My main project for the last month or so has been something we’re calling the Real Time Congress API. It’s not quite ready for production use, and the data in it is subject to change, but I wanted to give you all a preview of what’s coming, and to ask for your help and ideas.

The goal of the Real Time Congress (RTC) API is to provide a current, RESTful API over all the artifacts of Congress, updated in as close to real time as possible. For the first version, we plan to include data about bills, votes, legislative and policy documents, committee schedules, updates from the House and Senate floor, and accompanying floor video.

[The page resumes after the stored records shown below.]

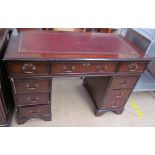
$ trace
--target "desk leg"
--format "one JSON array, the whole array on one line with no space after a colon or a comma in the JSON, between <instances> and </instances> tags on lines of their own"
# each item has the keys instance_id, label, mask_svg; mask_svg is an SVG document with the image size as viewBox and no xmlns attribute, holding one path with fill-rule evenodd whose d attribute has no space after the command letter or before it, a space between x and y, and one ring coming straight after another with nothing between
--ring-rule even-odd
<instances>
[{"instance_id":1,"label":"desk leg","mask_svg":"<svg viewBox=\"0 0 155 155\"><path fill-rule=\"evenodd\" d=\"M19 117L19 116L17 116L16 119L18 124L24 124L28 120L27 118Z\"/></svg>"},{"instance_id":2,"label":"desk leg","mask_svg":"<svg viewBox=\"0 0 155 155\"><path fill-rule=\"evenodd\" d=\"M38 116L38 117L20 117L20 116L16 116L18 124L24 124L26 121L28 121L28 120L30 120L32 118L40 118L40 119L42 119L44 121L51 121L51 115Z\"/></svg>"},{"instance_id":3,"label":"desk leg","mask_svg":"<svg viewBox=\"0 0 155 155\"><path fill-rule=\"evenodd\" d=\"M122 114L124 109L114 110L113 112L116 114Z\"/></svg>"},{"instance_id":4,"label":"desk leg","mask_svg":"<svg viewBox=\"0 0 155 155\"><path fill-rule=\"evenodd\" d=\"M98 108L94 108L94 113L95 113L95 116L102 116L104 113L106 112L114 112L115 114L118 114L118 115L121 115L124 111L124 109L109 109L109 110L103 110L103 109L98 109Z\"/></svg>"},{"instance_id":5,"label":"desk leg","mask_svg":"<svg viewBox=\"0 0 155 155\"><path fill-rule=\"evenodd\" d=\"M52 117L51 115L43 116L43 117L41 117L41 119L44 120L44 121L51 121L52 120L51 117Z\"/></svg>"},{"instance_id":6,"label":"desk leg","mask_svg":"<svg viewBox=\"0 0 155 155\"><path fill-rule=\"evenodd\" d=\"M98 109L98 108L96 108L96 106L94 106L94 114L95 114L95 116L102 116L104 113L106 113L107 111L105 110L105 111L101 111L100 109Z\"/></svg>"}]
</instances>

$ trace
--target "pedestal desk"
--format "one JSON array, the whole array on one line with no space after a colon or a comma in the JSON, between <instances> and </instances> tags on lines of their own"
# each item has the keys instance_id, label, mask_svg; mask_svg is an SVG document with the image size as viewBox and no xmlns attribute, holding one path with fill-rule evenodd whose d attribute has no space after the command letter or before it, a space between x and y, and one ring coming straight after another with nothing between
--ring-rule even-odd
<instances>
[{"instance_id":1,"label":"pedestal desk","mask_svg":"<svg viewBox=\"0 0 155 155\"><path fill-rule=\"evenodd\" d=\"M11 37L3 60L22 124L34 117L51 120L54 77L82 77L96 116L121 114L150 58L114 34L27 31Z\"/></svg>"}]
</instances>

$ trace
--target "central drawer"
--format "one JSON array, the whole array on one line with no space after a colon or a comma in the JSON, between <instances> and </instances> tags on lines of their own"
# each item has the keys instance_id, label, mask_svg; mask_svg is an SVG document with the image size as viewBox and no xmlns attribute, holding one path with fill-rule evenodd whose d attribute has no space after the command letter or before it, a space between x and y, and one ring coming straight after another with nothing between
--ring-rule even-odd
<instances>
[{"instance_id":1,"label":"central drawer","mask_svg":"<svg viewBox=\"0 0 155 155\"><path fill-rule=\"evenodd\" d=\"M17 105L49 104L50 93L20 93L16 95Z\"/></svg>"},{"instance_id":2,"label":"central drawer","mask_svg":"<svg viewBox=\"0 0 155 155\"><path fill-rule=\"evenodd\" d=\"M50 80L26 79L14 80L16 92L41 92L50 90Z\"/></svg>"},{"instance_id":3,"label":"central drawer","mask_svg":"<svg viewBox=\"0 0 155 155\"><path fill-rule=\"evenodd\" d=\"M51 115L51 106L42 105L42 106L18 107L18 114L20 115L20 117Z\"/></svg>"},{"instance_id":4,"label":"central drawer","mask_svg":"<svg viewBox=\"0 0 155 155\"><path fill-rule=\"evenodd\" d=\"M52 74L104 74L115 73L117 63L115 62L78 62L78 63L52 63Z\"/></svg>"}]
</instances>

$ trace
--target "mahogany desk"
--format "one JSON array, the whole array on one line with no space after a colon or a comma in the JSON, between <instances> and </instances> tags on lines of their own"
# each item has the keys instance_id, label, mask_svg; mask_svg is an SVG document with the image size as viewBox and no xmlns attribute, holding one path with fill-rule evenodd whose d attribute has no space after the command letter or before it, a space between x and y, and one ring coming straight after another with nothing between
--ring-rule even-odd
<instances>
[{"instance_id":1,"label":"mahogany desk","mask_svg":"<svg viewBox=\"0 0 155 155\"><path fill-rule=\"evenodd\" d=\"M82 76L96 116L107 111L121 114L150 61L121 36L48 31L12 36L3 60L19 124L34 117L51 120L53 77Z\"/></svg>"}]
</instances>

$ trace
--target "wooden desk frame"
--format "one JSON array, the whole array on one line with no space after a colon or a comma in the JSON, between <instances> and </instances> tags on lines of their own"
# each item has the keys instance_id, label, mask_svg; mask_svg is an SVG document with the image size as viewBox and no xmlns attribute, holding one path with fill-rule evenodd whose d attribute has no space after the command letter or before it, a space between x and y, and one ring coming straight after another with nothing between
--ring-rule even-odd
<instances>
[{"instance_id":1,"label":"wooden desk frame","mask_svg":"<svg viewBox=\"0 0 155 155\"><path fill-rule=\"evenodd\" d=\"M24 33L29 35L29 32ZM37 33L35 31L31 32L31 37L28 36L25 43L22 40L23 46L21 46L20 42L21 35L12 37L3 59L6 62L12 83L16 102L16 116L19 124L23 124L34 117L46 121L51 120L50 94L52 91L52 78L58 76L83 77L83 86L86 87L93 99L96 116L101 116L108 111L113 111L116 114L123 112L126 101L150 61L149 57L144 56L139 48L124 38L112 34L73 32L48 32L47 34L47 32L39 32L41 37L37 37ZM50 43L50 40L48 40L49 35L51 42L55 42L57 46L52 45L52 43L51 45L47 44L47 42ZM33 42L33 36L40 39ZM55 39L52 39L53 36ZM107 41L108 45L103 46L102 43L104 43L106 37L110 37L108 38L109 41ZM114 43L111 42L113 38L116 39ZM66 41L67 39L70 40L71 45ZM86 43L83 42L84 40ZM38 41L40 45L37 44ZM121 41L122 43L119 44ZM59 46L60 42L63 48ZM77 43L81 46L77 46ZM47 45L45 46L45 44ZM100 51L101 53L88 52L88 49L91 50L89 44L94 50L96 49L97 52ZM115 46L115 48L110 47L111 45ZM34 49L40 50L46 47L51 51L36 53L33 51ZM104 50L104 47L114 51L109 54ZM23 48L24 51L21 52ZM65 48L69 51L65 52ZM85 53L83 49L87 52ZM82 50L84 53L80 52ZM48 85L47 82L49 82ZM23 84L23 89L19 89L20 84ZM49 99L47 99L48 95Z\"/></svg>"}]
</instances>

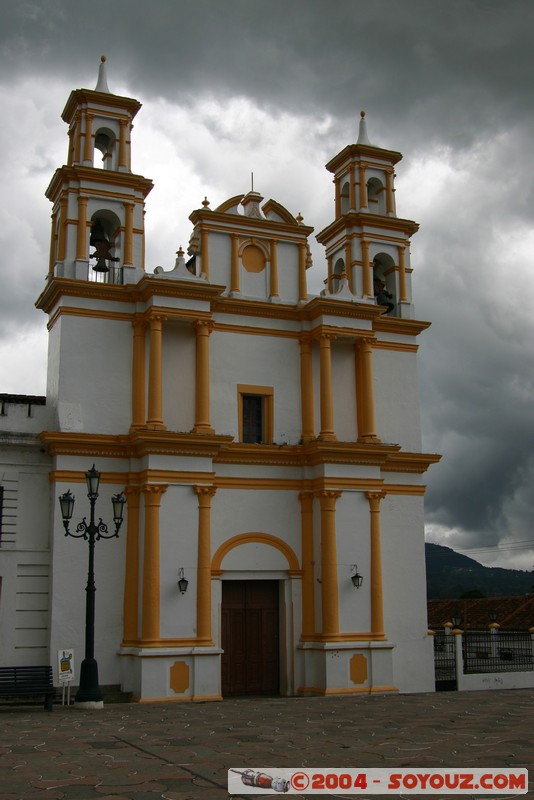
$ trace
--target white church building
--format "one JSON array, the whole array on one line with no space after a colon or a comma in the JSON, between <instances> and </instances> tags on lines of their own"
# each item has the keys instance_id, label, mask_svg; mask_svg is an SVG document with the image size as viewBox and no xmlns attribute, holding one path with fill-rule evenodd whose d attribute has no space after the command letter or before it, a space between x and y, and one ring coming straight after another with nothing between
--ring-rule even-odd
<instances>
[{"instance_id":1,"label":"white church building","mask_svg":"<svg viewBox=\"0 0 534 800\"><path fill-rule=\"evenodd\" d=\"M75 496L75 530L94 464L97 516L127 499L118 538L95 546L102 685L139 701L433 691L423 502L439 457L421 446L429 323L412 304L418 225L396 210L401 154L371 144L362 115L326 165L318 296L313 229L255 191L204 201L187 253L151 271L140 107L109 91L103 60L63 111L36 303L46 400L0 395L0 663L59 678L58 651L83 658L87 543L65 535L58 497Z\"/></svg>"}]
</instances>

The Real Time Congress API will work essentially like the Drumbone API (documentation) – a flexible REST API that supports partial responses and lots of denormalized, nested data. The Real Time Congress API is designed with thin clients in mind. We will be deprecating the Drumbone API upon RTC’s release.

The Data

For floor video, we’re scraping the official House Live pages that annotate the video feed for the House floor, breaking down the clips throughout the day, and re-syndicating it in JSON. So for example, the official page for September 29, 2010 becomes this:

We’re taking the bill and vote data from the Drumbone API and merging it into RTC. The data will be very similar, though we’ll be adding better support for votes taken by voice or unanimous consent. We’ll also be drastically improving how current our roll call vote information is, using the House and Senate roll call XML feeds, which are kept up to date within about 10 minutes.

We’ve also been collecting all sorts of legislative and policy documents, whip notices, committee schedules, and floor updates for a while, as part of some non-public APIs we made for our iPhone app (also called “Real Time Congress”). We’ll move this information into the Real Time Congress API.

Your Help

This project is moving fast, and we have code (or the beginnings of it) for all of the things I’ve mentioned so far.

However, there’s a whole range of things we would like to expand the Real Time Congress API to include, such as floor schedules, committee hearing transcripts, committee votes, treaties, outstanding and unfilled nominations, and surely many other things we haven’t thought of.

We need developers to help us write code to collect this data, and we need everyone’s help to figure out what else is out there that we should be collecting.

And of course, we also want people to use the Real Time Congress API, not just help build it. We’ll be making our Android, iPhone and Roku apps our first clients, but there’s certainly much more that can be done. Please, validate us!

As usual, this project is open source on Github. The API is written in Ruby, but the data gathering backend is designed to work well with scrapers written in any language that can communicate with MongoDB, and we already have a mix of Ruby and Python code powering what’s there so far.

We’ll be running a hackathon at RubyConf this week, and if you’re interested in learning more about the project or helping out, please come on by.